I'm modeling a logging railroad and want to get the loco in the right place, and facing the right direction.

Looking at many maps of logging lines, they often look like trees: ending with a single trunk where the logs dump off, and splitting into many branches as the line goes up into the hills. There never appears to be a loop, wye, or turntable, so I assume the loco stays in the same position & facing the same direction as it goes up & down the mountain.

Does the loco face forward with the empties trailing behind as it goes into the hills, therefore backing down with the loaded cars preceding it? 


OR, does it back up the hill pushing the empties ahead of it, so it can lead the train back down?

OR, does it back up the hill trailing the empties behind....Etc.?

What would have typically been done, and why?

-Jim


----------



## Big65Dude (Jan 2, 2008)

Jim -

I'm no logging expert, but it's my understanding that, on the steeper grades anyway, the loco would always be on the downhill end of the train in order to prevent runaways in the event a coupler broke or gave way (not many logging cars had pneumatic safety brakes.) That held true for the ascent as well as for the descent for the reason you mentioned - no wyes, runaround sidings, etc. Whether the loco itself was facing up or down depended, I suppose, mostly on which direction it was facing when initially coupled to the train. It really didn't matter much, since most geared locomotives ran equally well in either forward or reverse.


----------



## DKRickman (Mar 25, 2008)

Posted By Big65Dude on 04 May 2010 11:33 PM 
Whether the loco itself was facing up or down depended, I suppose, mostly on which direction it was facing when initially coupled to the train. It really didn't matter much, since most geared locomotives ran equally well in either forward or reverse.


Well... Yes, and no. Geared engines did work equally well in both directions, but it would still be a good idea to keep the firebox on the downhill end. That would keep the crown sheet covered longer than if the engine were nose down, thus helping to prevent boiler explosions. Of course, if there was no wye or turntable anywhere on the system, the engine probably spent its entire career facing the same direction, unless it happened to derail.


----------



## Richard Smith (Jan 2, 2008)

Posted By Shekou Jim on 04 May 2010 10:28 PM 
I'm modeling a logging railroad and want to get the loco in the right place, and facing the right direction.

Looking at many maps of logging lines, they often look like trees: ending with a single trunk where the logs dump off, and splitting into many branches as the line goes up into the hills.
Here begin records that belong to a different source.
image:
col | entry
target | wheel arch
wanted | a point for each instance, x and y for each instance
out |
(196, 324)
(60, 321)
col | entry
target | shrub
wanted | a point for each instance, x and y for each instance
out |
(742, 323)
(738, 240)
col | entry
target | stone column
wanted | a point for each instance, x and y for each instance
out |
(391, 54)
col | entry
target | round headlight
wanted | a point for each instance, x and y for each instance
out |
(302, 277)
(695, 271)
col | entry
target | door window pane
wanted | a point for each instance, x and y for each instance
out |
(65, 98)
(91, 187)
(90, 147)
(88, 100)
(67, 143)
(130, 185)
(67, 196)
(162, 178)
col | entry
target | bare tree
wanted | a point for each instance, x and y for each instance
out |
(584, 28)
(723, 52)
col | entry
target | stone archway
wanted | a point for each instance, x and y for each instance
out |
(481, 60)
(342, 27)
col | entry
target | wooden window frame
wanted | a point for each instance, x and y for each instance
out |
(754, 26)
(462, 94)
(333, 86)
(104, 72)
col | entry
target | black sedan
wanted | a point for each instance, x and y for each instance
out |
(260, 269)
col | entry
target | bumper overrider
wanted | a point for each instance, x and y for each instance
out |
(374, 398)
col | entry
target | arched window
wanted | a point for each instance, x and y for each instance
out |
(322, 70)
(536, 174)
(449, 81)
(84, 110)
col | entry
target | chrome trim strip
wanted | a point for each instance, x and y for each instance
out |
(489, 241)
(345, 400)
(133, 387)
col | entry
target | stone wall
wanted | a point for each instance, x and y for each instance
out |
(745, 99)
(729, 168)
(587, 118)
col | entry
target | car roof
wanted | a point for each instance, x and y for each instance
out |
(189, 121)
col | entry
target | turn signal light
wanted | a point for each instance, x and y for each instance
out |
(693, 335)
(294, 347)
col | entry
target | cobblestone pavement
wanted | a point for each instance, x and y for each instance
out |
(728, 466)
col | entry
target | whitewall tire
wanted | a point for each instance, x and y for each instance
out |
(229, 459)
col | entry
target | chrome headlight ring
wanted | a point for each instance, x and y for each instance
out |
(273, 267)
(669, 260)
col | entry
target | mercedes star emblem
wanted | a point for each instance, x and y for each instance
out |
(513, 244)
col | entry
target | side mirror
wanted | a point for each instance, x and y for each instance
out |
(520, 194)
There never appears to be a loop, wye, or turntable, so I assume the loco stays in the same position & facing the same direction as it goes up & down the mountain.

Does the loco face forward with the empties trailing behind as it goes into the hills, therefore backing down with the loaded cars preceding it? 
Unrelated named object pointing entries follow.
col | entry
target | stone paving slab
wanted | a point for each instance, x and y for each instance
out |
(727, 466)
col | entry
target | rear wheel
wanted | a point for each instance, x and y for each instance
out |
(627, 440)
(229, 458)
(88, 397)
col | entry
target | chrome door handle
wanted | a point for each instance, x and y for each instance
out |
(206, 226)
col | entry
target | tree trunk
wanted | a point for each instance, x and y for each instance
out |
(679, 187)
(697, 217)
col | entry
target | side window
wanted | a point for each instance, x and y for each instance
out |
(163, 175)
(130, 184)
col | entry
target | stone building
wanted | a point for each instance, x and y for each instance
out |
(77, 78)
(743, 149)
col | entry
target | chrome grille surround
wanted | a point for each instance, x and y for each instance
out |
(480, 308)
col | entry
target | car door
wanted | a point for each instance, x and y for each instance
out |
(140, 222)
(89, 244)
OR, does it back up the hill pushing the empties ahead of it, so it can lead the train back down?

OR, does it back up the hill trailing the empties behind....Etc.?

What would have typically been done, and why?

-Jim 


On very steep grades it was important to keep a steam loco pointing uphill regardless of its position in the train. This was to always assure that there was water covering the crown sheet. A lack of water there would result in a most embarrassing boom that was very hard on both locomotive and crew. 

Positioning the locomotive downhill in a train was recommended to prevent runaways. Often the only brakes were on the locomotive. This served a dual purpose as logging spurs often were single track dead ends without runaround tracks at the loading site.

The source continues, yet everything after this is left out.